For some years now, working with long-stay populations such as the mentally handicapped and elderly mentally infirm has been a “Cinderella” area with difficulties in attracting high quality staff and resources. This has resulted in poor quality of care. There may be many reasons for the relative lack of interest shown by professionals in the problems of long-term care, but two stand out as potentially important:
(a) the rate of client behaviour change and
(b) the permanency of client behaviour change.
Within the areas of out-patient neuroses and other similar nonchronic problems, it is often expected that change can be brought about relatively quickly by trained therapists (cf. Marks, 1981a, b). With chronic problems, however, the situation is quite different. Usually change is only brought about slowly, if at all.
Secondly, with an out-patient population, given new ways with which to cope with their problems, we hope that somehow the natural contingencies will “trap” (Baer and Wolf, 1970) the new repertoires. The client gets better, stays better, and does not come back. From our own experience of this type of work, the situation is rarely so sanguine and with chronic populations, there isn't usually even much reason for hope. We are all too familiar with changes occurring and then the group of clients begins rapidly to slip back to where they started from (or beyond!). We have become accustomed to blaming poor motivation, inadequate training, organizational variables, Hawthorne effects, and so on. Almost anything except ourselves.

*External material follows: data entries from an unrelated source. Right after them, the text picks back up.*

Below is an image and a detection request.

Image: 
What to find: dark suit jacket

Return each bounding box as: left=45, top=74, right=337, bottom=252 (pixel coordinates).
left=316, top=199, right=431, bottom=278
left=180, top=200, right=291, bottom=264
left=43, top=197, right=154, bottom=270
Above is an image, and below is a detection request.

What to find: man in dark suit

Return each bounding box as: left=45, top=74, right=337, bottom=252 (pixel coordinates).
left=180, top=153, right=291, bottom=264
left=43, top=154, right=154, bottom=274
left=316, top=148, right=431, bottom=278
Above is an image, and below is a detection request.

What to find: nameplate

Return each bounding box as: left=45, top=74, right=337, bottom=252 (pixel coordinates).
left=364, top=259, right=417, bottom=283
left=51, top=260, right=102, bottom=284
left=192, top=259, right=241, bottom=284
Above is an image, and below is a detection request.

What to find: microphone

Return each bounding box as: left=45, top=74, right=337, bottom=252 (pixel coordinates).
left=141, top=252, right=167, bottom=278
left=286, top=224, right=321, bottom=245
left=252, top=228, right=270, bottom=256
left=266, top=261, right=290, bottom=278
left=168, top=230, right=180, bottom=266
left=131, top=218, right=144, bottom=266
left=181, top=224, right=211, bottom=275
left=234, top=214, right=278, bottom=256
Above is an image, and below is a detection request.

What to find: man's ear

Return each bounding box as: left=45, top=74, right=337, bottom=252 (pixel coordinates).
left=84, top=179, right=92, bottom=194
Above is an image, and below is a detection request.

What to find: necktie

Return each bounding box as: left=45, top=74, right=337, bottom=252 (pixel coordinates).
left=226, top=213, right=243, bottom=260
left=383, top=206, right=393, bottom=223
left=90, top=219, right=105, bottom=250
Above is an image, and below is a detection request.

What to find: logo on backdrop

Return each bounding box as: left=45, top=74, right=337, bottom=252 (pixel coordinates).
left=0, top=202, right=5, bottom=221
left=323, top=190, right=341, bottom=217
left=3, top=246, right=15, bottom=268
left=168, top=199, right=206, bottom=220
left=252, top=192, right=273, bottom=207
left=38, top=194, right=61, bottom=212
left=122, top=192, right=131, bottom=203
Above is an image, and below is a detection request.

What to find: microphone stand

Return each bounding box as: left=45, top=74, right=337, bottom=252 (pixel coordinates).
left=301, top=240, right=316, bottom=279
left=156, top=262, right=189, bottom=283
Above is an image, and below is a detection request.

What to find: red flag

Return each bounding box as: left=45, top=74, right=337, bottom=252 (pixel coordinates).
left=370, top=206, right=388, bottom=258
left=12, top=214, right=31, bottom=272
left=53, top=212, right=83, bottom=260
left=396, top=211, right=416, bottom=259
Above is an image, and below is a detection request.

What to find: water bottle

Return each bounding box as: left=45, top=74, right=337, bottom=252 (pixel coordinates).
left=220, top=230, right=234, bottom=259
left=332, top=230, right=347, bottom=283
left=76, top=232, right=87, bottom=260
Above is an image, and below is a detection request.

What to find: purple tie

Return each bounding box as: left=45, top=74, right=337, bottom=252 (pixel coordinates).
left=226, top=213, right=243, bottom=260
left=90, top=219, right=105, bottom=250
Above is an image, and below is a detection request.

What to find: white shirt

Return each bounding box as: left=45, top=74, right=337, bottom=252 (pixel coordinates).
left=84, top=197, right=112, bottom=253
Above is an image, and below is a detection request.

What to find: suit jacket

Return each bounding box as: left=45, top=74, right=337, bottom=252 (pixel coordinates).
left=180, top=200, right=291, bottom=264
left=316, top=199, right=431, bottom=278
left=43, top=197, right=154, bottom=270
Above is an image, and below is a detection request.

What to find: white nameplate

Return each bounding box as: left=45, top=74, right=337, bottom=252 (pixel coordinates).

In this paper, we look at some failures and some relative successes in achieving desired change in long-stay institutions, and ask the questions “How?” and “Why?”. It should be obvious before we go any further that we do not have definite answers, but the questions are still worth asking. Work with long-stay populations can be extremely exasperating and demanding, but appeals to abandon the large institutions where such groups reside are defeatist.